Tuesday, June 12, 2007

Unique strings in a text field

So, I want to reduce data usage of a text field, by storing unique strings separated by a delimiter. So to do so I came up with this:

Given a table


CREATE TABLE `hmm` (
`a` int(10) unsigned NOT NULL default '0',
`b` text NOT NULL,
`c` int(10) unsigned NOT NULL default '0',
PRIMARY KEY (`a`)
) ENGINE=InnoDB DEFAULT CHARSET=latin1

INSERT INTO hmm VALUES (1, 'hmm8',1) ON DUPLICATE KEY UPDATE b = IF(FIND_IN_SET('hmm8', b)>0, b, CONCAT_WS(',',b, 'hmm8')), c = c+1;

SELECT * FROM hmm;
+---+--------------------------+---+
| a | b | c |
+---+--------------------------+---+
| 1 | hmm4,hmm5,hmm6,hmm7,hmm8 | 7 |
+---+--------------------------+---+



Let's break apart the INSERT statement, if column 'a' produces a duplicate ON DUPLICATE KEY UPDATE will issue an IF statement

FIND_IN_SET will return the position of the found string. The logic of IF say if FIND_IN_SET is is greater then 0 i.e. the string was found, update column b with b itself (do nothing) else concat the column with the column contents and the new string separated by a comma. Additionally in all cases increment column c by 1.

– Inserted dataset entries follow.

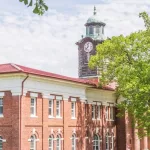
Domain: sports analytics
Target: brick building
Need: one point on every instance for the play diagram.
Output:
(45, 111)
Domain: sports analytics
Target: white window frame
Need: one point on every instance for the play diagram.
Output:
(34, 106)
(107, 112)
(107, 141)
(111, 113)
(73, 141)
(98, 112)
(51, 139)
(58, 109)
(1, 106)
(34, 142)
(93, 111)
(1, 141)
(51, 107)
(58, 141)
(112, 142)
(91, 28)
(98, 28)
(73, 110)
(95, 141)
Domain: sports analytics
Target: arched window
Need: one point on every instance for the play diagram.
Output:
(73, 142)
(107, 141)
(51, 142)
(58, 142)
(112, 142)
(91, 30)
(1, 143)
(96, 142)
(33, 142)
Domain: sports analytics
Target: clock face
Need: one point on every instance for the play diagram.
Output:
(88, 47)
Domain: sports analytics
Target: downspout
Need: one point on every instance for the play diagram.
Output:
(42, 122)
(63, 124)
(20, 103)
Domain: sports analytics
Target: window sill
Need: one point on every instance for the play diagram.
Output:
(73, 118)
(1, 116)
(33, 116)
(58, 117)
(51, 117)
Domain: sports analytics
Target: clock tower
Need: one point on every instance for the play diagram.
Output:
(87, 45)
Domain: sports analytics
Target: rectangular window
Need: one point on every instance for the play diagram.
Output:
(1, 106)
(58, 108)
(50, 107)
(33, 106)
(73, 109)
(98, 112)
(111, 113)
(93, 111)
(107, 112)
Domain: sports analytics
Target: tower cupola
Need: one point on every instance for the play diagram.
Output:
(95, 27)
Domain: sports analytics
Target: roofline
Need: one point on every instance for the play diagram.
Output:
(78, 82)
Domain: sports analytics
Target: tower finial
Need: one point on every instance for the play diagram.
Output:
(94, 10)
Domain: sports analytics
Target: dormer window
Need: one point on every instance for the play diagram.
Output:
(90, 30)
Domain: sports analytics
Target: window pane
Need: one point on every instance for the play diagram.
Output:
(1, 109)
(51, 142)
(96, 142)
(33, 143)
(1, 143)
(93, 111)
(73, 109)
(57, 108)
(51, 107)
(90, 30)
(58, 143)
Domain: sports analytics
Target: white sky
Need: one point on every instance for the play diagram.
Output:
(48, 42)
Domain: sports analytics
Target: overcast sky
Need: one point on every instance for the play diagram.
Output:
(48, 42)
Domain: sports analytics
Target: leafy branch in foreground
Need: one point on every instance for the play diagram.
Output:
(126, 60)
(40, 6)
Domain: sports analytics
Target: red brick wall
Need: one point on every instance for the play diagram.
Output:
(9, 124)
(42, 126)
(121, 134)
(66, 125)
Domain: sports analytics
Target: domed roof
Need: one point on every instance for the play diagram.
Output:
(94, 18)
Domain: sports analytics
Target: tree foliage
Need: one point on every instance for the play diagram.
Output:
(126, 60)
(39, 6)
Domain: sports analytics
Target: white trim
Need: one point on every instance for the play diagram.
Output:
(58, 117)
(34, 95)
(51, 97)
(51, 107)
(73, 99)
(51, 117)
(3, 140)
(73, 109)
(58, 97)
(1, 115)
(33, 116)
(73, 118)
(2, 94)
(59, 109)
(18, 68)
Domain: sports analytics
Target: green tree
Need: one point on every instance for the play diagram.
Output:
(39, 6)
(126, 60)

Why do it this way? Well I removed the need to do a SELECT and provided a solution to store distinct text values instead of the raw value, thus saving space and resources on network transfers etc.

A little quick statement that might be useful for others.

3 comments:

Anonymous said...

Why are you sacrificing normalization that way? Wouldn't it be more appropriate to use a second table which contains all the strings for a given entry in the master table?

Dathan Pattishall said...

sure, why not. This is an example of how to store unique strings in a text field.

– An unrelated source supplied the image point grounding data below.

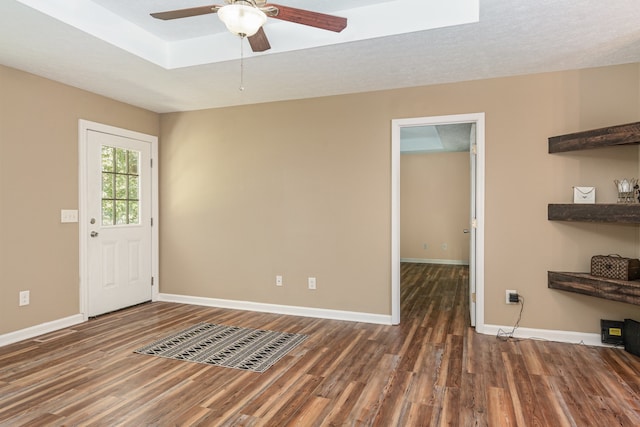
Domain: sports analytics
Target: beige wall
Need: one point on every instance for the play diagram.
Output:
(435, 193)
(38, 177)
(302, 188)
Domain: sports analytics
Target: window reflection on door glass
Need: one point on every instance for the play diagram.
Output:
(120, 186)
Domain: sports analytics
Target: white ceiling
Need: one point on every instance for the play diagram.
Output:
(112, 47)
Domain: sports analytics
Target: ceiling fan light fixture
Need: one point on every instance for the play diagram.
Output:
(242, 19)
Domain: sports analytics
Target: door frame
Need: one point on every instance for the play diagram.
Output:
(84, 126)
(396, 125)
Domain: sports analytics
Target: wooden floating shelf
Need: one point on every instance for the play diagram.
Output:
(586, 284)
(627, 134)
(599, 212)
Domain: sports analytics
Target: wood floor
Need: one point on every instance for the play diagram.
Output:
(431, 370)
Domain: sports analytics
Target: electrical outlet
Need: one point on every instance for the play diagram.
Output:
(24, 298)
(507, 297)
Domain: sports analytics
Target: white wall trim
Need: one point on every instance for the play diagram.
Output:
(436, 261)
(84, 126)
(320, 313)
(569, 337)
(43, 328)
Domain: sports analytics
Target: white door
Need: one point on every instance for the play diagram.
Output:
(472, 228)
(118, 233)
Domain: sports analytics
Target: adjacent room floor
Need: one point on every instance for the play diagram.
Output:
(433, 369)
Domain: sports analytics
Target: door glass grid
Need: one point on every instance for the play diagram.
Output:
(120, 186)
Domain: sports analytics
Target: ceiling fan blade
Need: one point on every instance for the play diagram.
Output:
(185, 13)
(307, 17)
(259, 41)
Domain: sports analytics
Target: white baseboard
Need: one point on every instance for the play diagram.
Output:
(548, 335)
(321, 313)
(43, 328)
(435, 261)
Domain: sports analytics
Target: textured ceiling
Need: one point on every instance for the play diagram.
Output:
(511, 38)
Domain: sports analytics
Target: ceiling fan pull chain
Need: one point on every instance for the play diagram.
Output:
(241, 88)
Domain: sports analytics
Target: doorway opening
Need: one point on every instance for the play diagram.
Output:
(476, 213)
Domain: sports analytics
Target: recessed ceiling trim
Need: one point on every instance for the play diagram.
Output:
(378, 20)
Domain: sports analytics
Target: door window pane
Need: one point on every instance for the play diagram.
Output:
(120, 186)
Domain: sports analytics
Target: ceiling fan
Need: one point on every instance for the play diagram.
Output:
(246, 17)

Personally I'm not a fan of normalization, since I can get faster lookups when I don't normalize in many cases.

Anonymous said...

This is a bad solution to what isn't really a problem; If your normalization is slower than this, then your normalization is wrong.

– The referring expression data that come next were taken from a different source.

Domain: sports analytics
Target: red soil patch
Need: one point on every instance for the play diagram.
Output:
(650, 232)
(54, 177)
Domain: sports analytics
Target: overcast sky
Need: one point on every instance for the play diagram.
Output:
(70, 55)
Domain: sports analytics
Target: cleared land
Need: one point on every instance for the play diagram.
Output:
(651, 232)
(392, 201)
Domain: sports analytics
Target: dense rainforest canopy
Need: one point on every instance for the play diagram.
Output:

Offloading the given processing onto the database does not scale well. It also makes indexing on the values, well, not really possible. Placing an index across multiple fields will simplify processing, speed up the search, and is nicely scalable.

In a world where TB drives are commonplace and 10Mb connections are considered slow, there's no reason to do this sort of thing. Unless, of course, you're developing on an embedded platform with a very small footprint. Which then begs the question, why use MySQL in the first place???